Le marché des changes a été le théâtre d’un mouvement spectaculaire ce jeudi 27 juin, alors que le yen japonais s’est soudainement apprécié face au dollar américain. Ce rebond inattendu intervient au lendemain d’une forte chute de la devise nippone, qui avait atteint ses plus bas niveaux depuis 1986, attisant les spéculations sur une possible intervention des autorités financières japonaises.

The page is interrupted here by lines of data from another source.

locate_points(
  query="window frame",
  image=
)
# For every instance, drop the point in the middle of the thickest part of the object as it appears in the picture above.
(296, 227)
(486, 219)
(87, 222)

Aux premières heures de la séance asiatique, le yen s’est puissamment redressé, franchissant en quelques minutes le seuil de 161 contre un dollar et effaçant une partie de ses pertes de la veille. Cette volatilité inhabituelle a immédiatement alimenté les rumeurs sur une intervention discrète du ministère japonais des Finances sur le marché des changes, une stratégie jusqu’ici redoutée mais peu confirmée depuis les mesures d’urgence adoptées fin avril dernier.

Si aucun communiqué officiel n’a été publié, plusieurs opérateurs de marché et analystes estiment qu’une action concertée des autorités japonaises pourrait avoir provoqué ce mouvement brutal du yen. Pour mémoire, la devise avait dévissé mercredi à un plus bas de près de 38 ans, faisant craindre une perte de confiance dans la troisième économie mondiale. Depuis plusieurs semaines, le ministère des Finances de Tokyo, épaulé par la Banque du Japon, martèle qu’il surveille de près la volatilité excessive du marché et qu’il est prêt à prendre « toutes les mesures nécessaires » pour protéger la monnaie nationale.

« Il y a de très fortes chances que nous ayons assisté à une intervention officielle, au moins ponctuelle, destinée à rappeler que le Japon dispose encore de marges de manœuvre pour influencer le marché », commente Naoki Maeda, stratégiste chez Daiwa Securities. « Le message est clair : Tokyo ne laissera pas filer le yen sans réagir, même si le contexte mondial leur est défavorable. »

La faiblesse prolongée du yen s’explique en grande partie par l’écart grandissant entre les politiques monétaires américaine et japonaise. Alors que la Réserve fédérale américaine maintient des taux élevés, la Banque du Japon s’en tient, elle, à une politique ultra-accommodante, freinant ainsi le rebond de la devise face au billet vert. Une telle divergence accroît l’attrait du dollar auprès des investisseurs internationaux désireux de tirer profit de taux d’intérêt supérieurs, au détriment du yen.

Les entreprises nippones se déclarent elles aussi préoccupées par l’affaiblissement de la monnaie nationale, qui renchérit le coût des importations et fragilise leur rentabilité. Plusieurs représentants du patronat japonais ont récemment appelé le gouvernement à agir pour stabiliser la devise, insistant sur les risques économiques d’une dépréciation incontrôlée.

Face à la montée des doutes, le ministre japonais des Finances, Shunichi Suzuki, a réitéré ce jeudi l’intention de son ministère de « réagir avec fermeté » en cas de mouvements jugés excessifs sur le change. Il s’est gardé de confirmer une quelconque intervention directe, mais cette prudence contribue à entretenir le flou sur les futures actions des autorités. Les analystes s’accordent cependant sur un point : toute nouvelle intervention aurait un effet limité sans un changement de cap monétaire de la Banque du Japon.

À Tokyo comme à l’étranger, les regards restent braqués sur l’évolution de la devise et l’attitude des autorités japonaises. Pour l’heure, le yen a récupéré une partie du terrain perdu, mais la volatilité demeure élevée, laissant augurer de nouveaux épisodes de tension sur le marché des changes dans les semaines à venir.